Data-driven classification algorithms for identification and characterization of early neurodegeneration

Parkinson’s disease (PD) is a common neurodegenerative disease and is diagnosed in presence of motor symptoms, which appear when the neurodegeneration has affected a large part of the brain. No treatment is currently available to slow down or stop the neurodegeneration. Rapid eye movement (REM) sleep behavior disorder (RBD) is a sleep disorder characterized by abnormal increase in muscular activity during REM sleep and dream enactment.

RBD is the strongest early biomarker of PD. Evidence show that RBD might be preceded by a prodromal phase, where minor REM behavioral events can be appreciated but not enough abnormal muscular tone is seen to diagnose RBD. Currently, identification of RBD and prodromal RBD is based on visual inspection of video, electroencephalography (EEG), electrooculography (EOG) and electromyography (EMG) recorded during sleep.
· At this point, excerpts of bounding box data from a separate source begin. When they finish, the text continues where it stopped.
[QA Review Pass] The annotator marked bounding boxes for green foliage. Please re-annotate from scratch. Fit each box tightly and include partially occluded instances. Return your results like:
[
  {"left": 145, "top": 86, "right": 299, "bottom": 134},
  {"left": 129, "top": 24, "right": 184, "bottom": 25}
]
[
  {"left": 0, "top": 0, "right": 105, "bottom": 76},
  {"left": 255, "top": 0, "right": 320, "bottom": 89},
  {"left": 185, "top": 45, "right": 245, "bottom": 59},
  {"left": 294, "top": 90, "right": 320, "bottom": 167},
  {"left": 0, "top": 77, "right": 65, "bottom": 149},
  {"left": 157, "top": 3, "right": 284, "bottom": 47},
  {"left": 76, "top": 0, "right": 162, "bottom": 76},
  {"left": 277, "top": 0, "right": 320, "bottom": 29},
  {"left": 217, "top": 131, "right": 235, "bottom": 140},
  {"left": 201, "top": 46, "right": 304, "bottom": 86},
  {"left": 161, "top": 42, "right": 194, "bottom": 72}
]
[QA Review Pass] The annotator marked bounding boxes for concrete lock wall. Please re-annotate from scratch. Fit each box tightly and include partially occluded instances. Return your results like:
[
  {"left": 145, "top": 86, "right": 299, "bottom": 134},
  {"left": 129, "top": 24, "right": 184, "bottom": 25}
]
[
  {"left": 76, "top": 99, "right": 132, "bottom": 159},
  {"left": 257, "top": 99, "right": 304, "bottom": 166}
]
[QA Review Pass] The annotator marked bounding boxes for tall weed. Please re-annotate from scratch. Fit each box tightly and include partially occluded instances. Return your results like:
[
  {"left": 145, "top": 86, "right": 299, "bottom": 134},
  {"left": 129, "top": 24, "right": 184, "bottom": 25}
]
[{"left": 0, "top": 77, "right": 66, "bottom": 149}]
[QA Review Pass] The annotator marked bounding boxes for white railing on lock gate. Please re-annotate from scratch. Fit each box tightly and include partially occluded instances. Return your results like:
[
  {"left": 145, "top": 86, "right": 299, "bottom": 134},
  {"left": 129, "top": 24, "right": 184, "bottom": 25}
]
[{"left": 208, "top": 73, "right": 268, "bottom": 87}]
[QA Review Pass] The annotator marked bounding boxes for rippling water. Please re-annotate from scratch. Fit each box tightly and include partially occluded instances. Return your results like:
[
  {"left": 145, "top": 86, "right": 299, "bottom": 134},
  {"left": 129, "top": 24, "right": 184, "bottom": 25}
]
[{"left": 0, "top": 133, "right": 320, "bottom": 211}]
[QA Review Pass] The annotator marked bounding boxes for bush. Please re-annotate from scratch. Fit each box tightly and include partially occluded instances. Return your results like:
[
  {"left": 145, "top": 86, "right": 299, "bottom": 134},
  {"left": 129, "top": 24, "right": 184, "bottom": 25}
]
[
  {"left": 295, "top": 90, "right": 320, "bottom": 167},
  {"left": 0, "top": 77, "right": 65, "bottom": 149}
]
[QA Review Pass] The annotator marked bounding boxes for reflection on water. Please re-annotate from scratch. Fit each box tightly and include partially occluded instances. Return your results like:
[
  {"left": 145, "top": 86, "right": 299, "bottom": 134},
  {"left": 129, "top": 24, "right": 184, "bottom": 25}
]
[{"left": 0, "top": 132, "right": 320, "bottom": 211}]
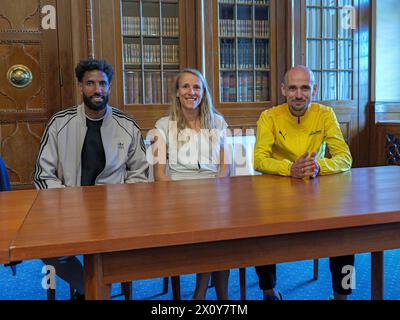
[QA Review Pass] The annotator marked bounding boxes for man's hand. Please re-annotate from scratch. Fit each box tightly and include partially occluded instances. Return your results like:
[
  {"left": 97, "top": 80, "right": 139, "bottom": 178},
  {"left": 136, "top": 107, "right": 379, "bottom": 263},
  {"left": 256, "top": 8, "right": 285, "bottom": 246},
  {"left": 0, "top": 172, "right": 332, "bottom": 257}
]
[{"left": 290, "top": 151, "right": 319, "bottom": 179}]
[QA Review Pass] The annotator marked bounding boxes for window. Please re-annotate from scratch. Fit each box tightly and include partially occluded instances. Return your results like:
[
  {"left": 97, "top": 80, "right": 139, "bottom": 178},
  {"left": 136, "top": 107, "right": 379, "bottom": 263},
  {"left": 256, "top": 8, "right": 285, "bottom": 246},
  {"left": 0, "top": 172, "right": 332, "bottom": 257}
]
[{"left": 303, "top": 0, "right": 355, "bottom": 100}]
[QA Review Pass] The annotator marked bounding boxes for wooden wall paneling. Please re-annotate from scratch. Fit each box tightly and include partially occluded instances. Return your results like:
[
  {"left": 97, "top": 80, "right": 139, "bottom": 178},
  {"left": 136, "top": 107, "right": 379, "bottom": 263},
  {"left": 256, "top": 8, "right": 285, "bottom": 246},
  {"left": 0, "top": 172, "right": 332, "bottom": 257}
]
[
  {"left": 355, "top": 0, "right": 373, "bottom": 167},
  {"left": 329, "top": 101, "right": 359, "bottom": 167},
  {"left": 0, "top": 0, "right": 60, "bottom": 189}
]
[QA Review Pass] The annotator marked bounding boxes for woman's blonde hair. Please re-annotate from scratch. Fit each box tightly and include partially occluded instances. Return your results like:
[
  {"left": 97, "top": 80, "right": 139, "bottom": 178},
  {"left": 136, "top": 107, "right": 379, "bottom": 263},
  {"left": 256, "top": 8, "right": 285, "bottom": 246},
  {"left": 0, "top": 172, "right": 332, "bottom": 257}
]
[{"left": 169, "top": 68, "right": 219, "bottom": 132}]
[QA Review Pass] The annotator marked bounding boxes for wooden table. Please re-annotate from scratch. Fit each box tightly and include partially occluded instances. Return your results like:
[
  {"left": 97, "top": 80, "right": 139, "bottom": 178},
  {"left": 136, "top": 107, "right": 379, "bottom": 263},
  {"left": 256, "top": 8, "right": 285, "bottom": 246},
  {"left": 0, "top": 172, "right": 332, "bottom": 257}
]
[
  {"left": 0, "top": 190, "right": 37, "bottom": 263},
  {"left": 10, "top": 167, "right": 400, "bottom": 299}
]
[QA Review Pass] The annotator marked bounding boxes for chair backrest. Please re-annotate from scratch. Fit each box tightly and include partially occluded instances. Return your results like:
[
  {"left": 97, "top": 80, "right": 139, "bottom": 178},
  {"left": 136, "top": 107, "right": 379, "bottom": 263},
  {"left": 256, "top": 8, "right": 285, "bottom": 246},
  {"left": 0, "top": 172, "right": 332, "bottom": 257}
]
[{"left": 0, "top": 157, "right": 11, "bottom": 191}]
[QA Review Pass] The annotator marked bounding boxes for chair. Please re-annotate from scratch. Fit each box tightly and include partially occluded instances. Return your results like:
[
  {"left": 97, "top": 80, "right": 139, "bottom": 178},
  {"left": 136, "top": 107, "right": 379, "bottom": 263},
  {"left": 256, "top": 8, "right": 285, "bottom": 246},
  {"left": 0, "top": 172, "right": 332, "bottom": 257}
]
[
  {"left": 0, "top": 157, "right": 22, "bottom": 276},
  {"left": 47, "top": 276, "right": 181, "bottom": 300},
  {"left": 225, "top": 131, "right": 318, "bottom": 300}
]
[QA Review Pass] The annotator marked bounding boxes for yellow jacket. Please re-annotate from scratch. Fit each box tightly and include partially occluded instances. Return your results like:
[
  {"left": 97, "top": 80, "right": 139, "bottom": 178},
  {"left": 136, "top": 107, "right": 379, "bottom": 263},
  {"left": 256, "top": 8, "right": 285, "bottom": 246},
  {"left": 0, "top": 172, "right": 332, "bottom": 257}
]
[{"left": 254, "top": 103, "right": 352, "bottom": 176}]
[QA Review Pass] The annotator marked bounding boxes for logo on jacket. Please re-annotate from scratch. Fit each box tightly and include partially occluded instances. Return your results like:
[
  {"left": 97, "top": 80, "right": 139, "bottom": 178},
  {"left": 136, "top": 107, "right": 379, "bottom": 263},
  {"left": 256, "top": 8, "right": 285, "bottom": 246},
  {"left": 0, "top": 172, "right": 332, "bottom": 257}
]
[{"left": 310, "top": 130, "right": 322, "bottom": 136}]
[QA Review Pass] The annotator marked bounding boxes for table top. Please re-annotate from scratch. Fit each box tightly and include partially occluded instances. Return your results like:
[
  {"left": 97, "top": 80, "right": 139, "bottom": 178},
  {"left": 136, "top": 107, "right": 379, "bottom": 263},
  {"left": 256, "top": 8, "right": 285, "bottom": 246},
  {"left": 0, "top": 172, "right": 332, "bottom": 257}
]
[
  {"left": 0, "top": 190, "right": 38, "bottom": 263},
  {"left": 11, "top": 166, "right": 400, "bottom": 260}
]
Such a process is slow and not objective. This thesis, divided into three parts, presents new data-driven automated methods for fast and objective identification and characterization of RBD and prodromal RBD. First, a comparison of the currently available automated methods for RBD detection was performed.
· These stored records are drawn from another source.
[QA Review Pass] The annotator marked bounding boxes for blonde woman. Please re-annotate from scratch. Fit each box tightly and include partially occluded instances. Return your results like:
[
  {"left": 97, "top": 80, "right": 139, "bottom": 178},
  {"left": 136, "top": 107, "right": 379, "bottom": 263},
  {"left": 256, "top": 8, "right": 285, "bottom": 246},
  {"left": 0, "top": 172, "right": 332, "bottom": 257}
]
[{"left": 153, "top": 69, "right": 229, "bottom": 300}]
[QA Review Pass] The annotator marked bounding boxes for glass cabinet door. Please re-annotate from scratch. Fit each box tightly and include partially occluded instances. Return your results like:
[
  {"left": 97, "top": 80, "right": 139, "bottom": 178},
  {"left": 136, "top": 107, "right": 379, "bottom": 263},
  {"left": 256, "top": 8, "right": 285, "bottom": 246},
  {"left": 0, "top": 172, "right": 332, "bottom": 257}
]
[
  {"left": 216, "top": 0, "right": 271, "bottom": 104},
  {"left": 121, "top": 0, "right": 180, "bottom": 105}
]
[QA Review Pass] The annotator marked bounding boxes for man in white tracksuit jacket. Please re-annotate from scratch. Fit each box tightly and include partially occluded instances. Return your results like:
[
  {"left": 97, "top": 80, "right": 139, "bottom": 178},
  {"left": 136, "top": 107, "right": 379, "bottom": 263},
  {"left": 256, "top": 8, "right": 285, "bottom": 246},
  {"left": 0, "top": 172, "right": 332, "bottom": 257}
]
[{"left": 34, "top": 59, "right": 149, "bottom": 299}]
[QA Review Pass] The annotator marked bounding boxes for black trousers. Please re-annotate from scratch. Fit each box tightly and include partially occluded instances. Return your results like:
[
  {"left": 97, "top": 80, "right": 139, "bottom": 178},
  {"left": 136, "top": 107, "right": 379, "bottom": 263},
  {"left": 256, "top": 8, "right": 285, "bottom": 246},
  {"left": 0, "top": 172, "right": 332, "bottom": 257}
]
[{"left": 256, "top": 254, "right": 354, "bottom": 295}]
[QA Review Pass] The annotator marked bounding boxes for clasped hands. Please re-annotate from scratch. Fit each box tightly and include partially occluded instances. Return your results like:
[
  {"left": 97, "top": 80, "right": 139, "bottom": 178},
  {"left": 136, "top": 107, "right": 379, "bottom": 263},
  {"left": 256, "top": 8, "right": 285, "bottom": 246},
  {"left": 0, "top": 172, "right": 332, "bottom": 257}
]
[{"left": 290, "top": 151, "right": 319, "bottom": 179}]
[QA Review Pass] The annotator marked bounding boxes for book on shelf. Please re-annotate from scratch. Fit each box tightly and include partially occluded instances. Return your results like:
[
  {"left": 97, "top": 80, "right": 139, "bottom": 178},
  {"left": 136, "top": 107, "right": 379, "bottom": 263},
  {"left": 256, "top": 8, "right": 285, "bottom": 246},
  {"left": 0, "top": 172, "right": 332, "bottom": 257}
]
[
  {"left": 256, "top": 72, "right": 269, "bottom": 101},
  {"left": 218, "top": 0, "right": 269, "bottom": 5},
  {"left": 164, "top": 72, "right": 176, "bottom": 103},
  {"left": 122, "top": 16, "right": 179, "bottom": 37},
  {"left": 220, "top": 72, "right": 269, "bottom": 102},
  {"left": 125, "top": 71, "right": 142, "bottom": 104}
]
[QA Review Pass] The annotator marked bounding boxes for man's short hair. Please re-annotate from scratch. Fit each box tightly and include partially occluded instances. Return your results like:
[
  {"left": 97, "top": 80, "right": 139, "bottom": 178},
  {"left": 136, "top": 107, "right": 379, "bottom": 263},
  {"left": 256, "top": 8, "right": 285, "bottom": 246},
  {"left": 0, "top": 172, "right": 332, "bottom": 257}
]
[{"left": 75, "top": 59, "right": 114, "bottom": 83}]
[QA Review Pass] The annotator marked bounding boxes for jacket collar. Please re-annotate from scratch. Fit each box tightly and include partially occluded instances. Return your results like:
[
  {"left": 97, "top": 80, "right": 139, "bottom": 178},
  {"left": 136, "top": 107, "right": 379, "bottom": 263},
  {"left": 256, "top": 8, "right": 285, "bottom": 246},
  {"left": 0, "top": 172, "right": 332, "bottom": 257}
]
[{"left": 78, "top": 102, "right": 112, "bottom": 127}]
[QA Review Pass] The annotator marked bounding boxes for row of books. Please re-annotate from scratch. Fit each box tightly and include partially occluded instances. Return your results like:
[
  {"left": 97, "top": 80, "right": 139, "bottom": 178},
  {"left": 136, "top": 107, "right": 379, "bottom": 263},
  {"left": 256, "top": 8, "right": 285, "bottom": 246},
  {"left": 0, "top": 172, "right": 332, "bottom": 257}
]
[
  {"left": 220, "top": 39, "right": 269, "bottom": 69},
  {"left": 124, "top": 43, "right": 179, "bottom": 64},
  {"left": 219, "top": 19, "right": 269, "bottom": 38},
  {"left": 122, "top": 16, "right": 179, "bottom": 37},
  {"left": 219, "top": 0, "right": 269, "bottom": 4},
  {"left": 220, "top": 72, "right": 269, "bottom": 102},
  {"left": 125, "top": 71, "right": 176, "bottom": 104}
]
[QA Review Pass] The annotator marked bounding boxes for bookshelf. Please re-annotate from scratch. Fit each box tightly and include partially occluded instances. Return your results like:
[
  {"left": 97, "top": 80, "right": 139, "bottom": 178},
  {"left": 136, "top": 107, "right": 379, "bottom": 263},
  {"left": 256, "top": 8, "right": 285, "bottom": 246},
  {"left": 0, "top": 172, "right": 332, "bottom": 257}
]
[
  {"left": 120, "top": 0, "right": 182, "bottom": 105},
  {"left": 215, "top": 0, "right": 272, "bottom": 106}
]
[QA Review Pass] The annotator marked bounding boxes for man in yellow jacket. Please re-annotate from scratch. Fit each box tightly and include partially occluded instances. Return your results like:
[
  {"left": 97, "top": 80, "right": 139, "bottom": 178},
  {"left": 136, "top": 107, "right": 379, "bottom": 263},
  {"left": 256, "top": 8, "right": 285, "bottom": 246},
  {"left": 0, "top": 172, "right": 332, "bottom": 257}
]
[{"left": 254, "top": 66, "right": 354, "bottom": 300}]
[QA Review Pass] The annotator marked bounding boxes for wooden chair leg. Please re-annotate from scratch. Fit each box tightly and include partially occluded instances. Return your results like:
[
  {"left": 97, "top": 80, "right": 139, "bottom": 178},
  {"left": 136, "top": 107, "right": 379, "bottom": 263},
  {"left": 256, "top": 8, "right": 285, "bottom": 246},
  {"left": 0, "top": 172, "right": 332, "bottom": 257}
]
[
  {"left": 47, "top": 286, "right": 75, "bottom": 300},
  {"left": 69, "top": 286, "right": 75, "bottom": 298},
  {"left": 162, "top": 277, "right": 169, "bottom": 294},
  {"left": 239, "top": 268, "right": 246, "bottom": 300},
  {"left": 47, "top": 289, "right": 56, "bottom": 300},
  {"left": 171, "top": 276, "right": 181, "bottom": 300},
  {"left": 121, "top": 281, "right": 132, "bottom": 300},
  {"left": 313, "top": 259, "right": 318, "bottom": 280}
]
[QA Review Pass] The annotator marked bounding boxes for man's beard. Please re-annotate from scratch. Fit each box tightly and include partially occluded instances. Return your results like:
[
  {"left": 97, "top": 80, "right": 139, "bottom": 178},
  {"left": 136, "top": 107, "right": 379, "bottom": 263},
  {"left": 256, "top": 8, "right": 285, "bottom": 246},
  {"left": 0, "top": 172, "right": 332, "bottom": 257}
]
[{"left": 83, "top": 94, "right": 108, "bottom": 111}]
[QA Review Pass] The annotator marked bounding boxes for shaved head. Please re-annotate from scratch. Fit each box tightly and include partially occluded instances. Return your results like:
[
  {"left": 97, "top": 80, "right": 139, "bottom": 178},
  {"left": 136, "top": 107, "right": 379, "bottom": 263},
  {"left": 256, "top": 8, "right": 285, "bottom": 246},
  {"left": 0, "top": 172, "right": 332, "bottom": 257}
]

The results showed that none of them could be considered the optimal one, due to varying performances when they were applied to different patient groups. Second, a new data-driven method for RBD identification, based on machine learning techniques applied to EMG signals, was developed. The method showed higher performances for identifying RBD patients than previously developed methods (accuracy and specificity over 80% and sensitivity over 70%).

Moreover, it was found that muscular activity in non-REM sleep contributed for more accurate RBD identification. When the new method was applied to data recorded in another clinic, it identified RBD patients with similar performances, thus proving its robustness. Finally, a data-driven method based on machine learning applied to EEG and EOG signals was developed to identify RBD and prodromal RBD in PD patients.
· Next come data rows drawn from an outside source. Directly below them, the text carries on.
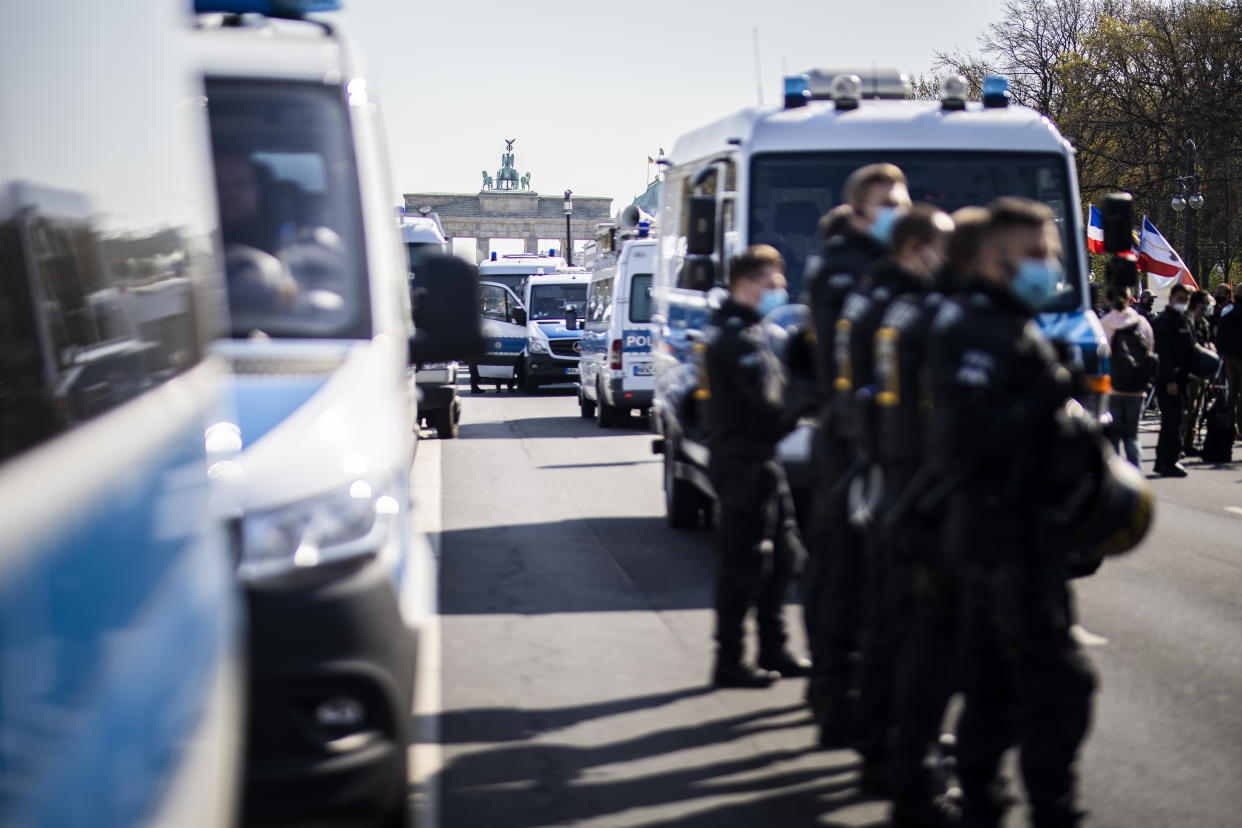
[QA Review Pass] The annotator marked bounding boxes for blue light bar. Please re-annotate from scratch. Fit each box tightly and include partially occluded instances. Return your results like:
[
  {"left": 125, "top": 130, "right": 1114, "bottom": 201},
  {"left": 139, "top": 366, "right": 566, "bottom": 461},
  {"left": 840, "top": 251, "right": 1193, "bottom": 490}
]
[
  {"left": 984, "top": 74, "right": 1010, "bottom": 107},
  {"left": 194, "top": 0, "right": 340, "bottom": 17},
  {"left": 785, "top": 74, "right": 811, "bottom": 109}
]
RBD was identified with over 80% accuracy, sensitivity and specificity. Moreover, the algorithm could identify PD patients with prodromal RBD with accuracy and specificity over 80%. It was also found that micro-sleep instability could be a biomarker for RBD and prodromal RBD in PD patients. These findings are potentially applicable to patients without overt PD.

In conclusion, this thesis proposes new, fast and automatic methods and biomarkers to identify patients with RBD and prodromal RBD. Compared to current visual-based methods, these algorithms have the potential to be used to identify patients in early stages of neurodegeneration objectively, consistently and significantly faster.

Thanks to the objective identification, such patients could constitute a homogeneous target for future neuroprotective trials aiming at slowing down or even stopping the ongoing neurodegeneration.